It occurred to me that if I think I don’t need help, then perhaps there are days I believe I don’t need Jesus? Can that be? The reality is, I have been in need, all along. I am still in need. And each day going forward of my life on this earth, I will continue to be in need of help, and in need of Jesus. Without Him I have no love, acceptance, grace, joy, mercy and comfort. I would be “self-made” without Him, but I would be self-made and empty, void of the goodness that comes with accepting his help, and the help he gives through the hands and hearts of other people.

Psalm 121:1-2 says, “I lift up my eyes to the mountains—where does my help come from? My help comes from the Lord, the Maker of heaven and earth.”

Laying in bed with my head pounding and every bone aching, I cried out to heaven and asked the Lord, “where does my help come from?” And His peace like sweet tender embrace flooded my body and a gentle smile shone across my face. “My help comes from the Lord!” I said it aloud. The more I said it, the more peace washed over me. And the help I had been resisting, I was now aware of its blessing. “This was God trying to love on me,” I thought.

Help from the Lord may look like my husband letting me sleep in and to get some extra rest. Help from the Lord looks like a business introduction at just the right time. Help from the Lord looks like friends delivering meals. Help from the Lord looks like a card of sweet encouragement, a text message from a friend letting me know they are praying. Help from the Lord comes in many shapes and sizes, it comes in many forms and fashions. 

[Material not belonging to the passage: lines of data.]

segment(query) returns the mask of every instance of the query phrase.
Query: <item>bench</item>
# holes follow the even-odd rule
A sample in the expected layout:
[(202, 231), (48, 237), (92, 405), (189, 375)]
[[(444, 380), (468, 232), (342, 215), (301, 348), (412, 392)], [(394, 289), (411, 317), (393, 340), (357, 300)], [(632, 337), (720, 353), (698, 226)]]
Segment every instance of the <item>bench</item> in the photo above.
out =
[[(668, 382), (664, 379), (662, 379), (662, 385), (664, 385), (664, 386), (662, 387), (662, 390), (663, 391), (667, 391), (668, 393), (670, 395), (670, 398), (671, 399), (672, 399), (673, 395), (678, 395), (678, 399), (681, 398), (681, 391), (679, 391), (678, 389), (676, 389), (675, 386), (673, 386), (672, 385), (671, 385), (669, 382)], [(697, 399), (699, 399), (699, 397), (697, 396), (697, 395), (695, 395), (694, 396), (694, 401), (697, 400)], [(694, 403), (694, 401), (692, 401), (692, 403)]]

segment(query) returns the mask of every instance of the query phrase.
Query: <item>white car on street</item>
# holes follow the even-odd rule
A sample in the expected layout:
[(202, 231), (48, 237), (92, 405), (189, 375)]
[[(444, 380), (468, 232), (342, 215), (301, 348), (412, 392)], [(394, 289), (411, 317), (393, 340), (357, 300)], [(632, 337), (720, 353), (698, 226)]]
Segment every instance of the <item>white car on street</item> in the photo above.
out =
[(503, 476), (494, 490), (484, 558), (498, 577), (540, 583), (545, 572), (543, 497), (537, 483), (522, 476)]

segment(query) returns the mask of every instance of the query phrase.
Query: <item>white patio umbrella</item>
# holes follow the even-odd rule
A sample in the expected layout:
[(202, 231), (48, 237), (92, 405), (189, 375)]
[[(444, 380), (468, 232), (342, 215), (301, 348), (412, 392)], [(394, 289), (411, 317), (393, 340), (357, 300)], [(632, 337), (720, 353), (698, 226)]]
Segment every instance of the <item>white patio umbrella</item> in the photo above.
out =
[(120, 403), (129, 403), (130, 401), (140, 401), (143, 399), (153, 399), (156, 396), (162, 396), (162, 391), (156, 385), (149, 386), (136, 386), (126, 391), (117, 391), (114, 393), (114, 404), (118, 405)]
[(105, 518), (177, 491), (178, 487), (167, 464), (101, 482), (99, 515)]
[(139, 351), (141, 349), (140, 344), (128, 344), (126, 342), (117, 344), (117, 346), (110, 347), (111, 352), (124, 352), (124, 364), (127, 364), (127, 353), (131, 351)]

But the key is, if I don’t stop and fix my eyes on the Lord, from whom my help comes from, I will miss it. I first have to recognize and be content with the fact that I need help. If I don’t I will miss out on the beauty of the help, and willingly accepting help is accepting a loving gift from my Heavenly Father. 

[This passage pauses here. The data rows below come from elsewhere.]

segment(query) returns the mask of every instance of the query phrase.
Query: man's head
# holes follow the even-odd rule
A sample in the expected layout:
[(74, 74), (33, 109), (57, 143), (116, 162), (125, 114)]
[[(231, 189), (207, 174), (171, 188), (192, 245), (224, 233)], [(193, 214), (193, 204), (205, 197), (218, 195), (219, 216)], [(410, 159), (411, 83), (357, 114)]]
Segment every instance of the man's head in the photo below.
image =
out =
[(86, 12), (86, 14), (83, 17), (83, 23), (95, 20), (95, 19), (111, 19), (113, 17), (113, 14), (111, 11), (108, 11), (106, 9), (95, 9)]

So, I ask you today, do you struggle with this same notion about help? Do you struggle to accept the help of others? Do you fight against the belief that you may need help? Do you know where your help comes from? Are you willing to accept help and allow God the opportunity to show you that he loves you through the hands and hearts of people? Can you let God love on you by accepting help from others?

If you find yourself in a season of needing help, don’t miss out on the gift of help that God has for you. If I can give you any encouragement today it would be this, accept the help. Embrace those who are willing to help. Be enlivened by the helpers. Don’t miss out on the help, because God is trying to love you and show you another picture of himself through people around you. 

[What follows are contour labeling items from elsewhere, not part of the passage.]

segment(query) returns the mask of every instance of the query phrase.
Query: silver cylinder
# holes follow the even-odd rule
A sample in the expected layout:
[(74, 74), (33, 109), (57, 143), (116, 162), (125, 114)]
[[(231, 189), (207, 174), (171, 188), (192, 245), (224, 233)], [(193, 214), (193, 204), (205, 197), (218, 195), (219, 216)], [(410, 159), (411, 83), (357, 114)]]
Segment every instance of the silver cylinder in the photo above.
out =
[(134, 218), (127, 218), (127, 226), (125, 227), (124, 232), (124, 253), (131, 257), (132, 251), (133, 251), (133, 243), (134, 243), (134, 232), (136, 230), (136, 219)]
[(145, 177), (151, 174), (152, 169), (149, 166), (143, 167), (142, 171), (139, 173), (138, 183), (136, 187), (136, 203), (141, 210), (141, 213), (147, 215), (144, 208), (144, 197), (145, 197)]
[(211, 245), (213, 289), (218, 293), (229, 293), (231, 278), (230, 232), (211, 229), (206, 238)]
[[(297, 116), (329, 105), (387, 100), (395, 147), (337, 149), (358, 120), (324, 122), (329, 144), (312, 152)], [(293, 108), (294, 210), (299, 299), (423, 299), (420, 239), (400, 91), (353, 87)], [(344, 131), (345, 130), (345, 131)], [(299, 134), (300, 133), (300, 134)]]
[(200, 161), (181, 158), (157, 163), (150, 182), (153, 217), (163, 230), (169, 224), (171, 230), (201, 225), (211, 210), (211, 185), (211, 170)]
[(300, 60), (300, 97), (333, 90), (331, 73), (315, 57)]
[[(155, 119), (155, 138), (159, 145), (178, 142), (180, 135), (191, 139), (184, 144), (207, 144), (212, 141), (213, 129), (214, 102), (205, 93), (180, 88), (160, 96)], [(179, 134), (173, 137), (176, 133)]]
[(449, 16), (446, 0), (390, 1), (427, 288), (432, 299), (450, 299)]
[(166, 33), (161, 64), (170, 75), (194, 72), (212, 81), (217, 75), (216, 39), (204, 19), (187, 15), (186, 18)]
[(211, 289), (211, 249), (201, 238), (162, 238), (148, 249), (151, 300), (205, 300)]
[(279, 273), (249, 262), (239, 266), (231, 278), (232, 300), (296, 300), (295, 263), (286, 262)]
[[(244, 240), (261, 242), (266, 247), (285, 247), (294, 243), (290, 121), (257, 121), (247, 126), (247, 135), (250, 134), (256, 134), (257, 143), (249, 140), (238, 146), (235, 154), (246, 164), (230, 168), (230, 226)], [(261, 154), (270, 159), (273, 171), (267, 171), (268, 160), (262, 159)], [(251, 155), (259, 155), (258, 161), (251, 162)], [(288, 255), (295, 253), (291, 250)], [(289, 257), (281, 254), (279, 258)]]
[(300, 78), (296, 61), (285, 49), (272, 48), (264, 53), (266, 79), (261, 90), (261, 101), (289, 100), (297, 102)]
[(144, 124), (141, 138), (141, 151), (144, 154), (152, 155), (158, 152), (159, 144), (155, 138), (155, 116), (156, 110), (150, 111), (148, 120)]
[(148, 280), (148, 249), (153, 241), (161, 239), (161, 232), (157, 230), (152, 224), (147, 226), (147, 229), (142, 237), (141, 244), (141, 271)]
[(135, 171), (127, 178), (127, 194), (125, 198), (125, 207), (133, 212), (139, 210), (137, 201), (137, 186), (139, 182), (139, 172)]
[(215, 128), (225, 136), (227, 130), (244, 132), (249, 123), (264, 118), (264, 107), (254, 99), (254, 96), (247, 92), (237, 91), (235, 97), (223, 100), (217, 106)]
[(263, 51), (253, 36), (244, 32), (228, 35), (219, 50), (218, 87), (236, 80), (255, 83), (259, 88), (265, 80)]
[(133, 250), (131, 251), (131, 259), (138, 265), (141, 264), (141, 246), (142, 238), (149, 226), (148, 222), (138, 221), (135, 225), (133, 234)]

If you find yourself today as the one who is in the position of helper, being the hands and heart for God to others, would you also consider that you are the answer to prayer that someone has prayed? Would you consider that you are being the hands and feet of God and putting his love and care on display? Would you allow him to be glorified through your actions of service? Would you continue to serve even when your serving isn’t always well received by those like me who have a hard time accepting your help? We need you, we just may not see it yet, but don’t give up on us!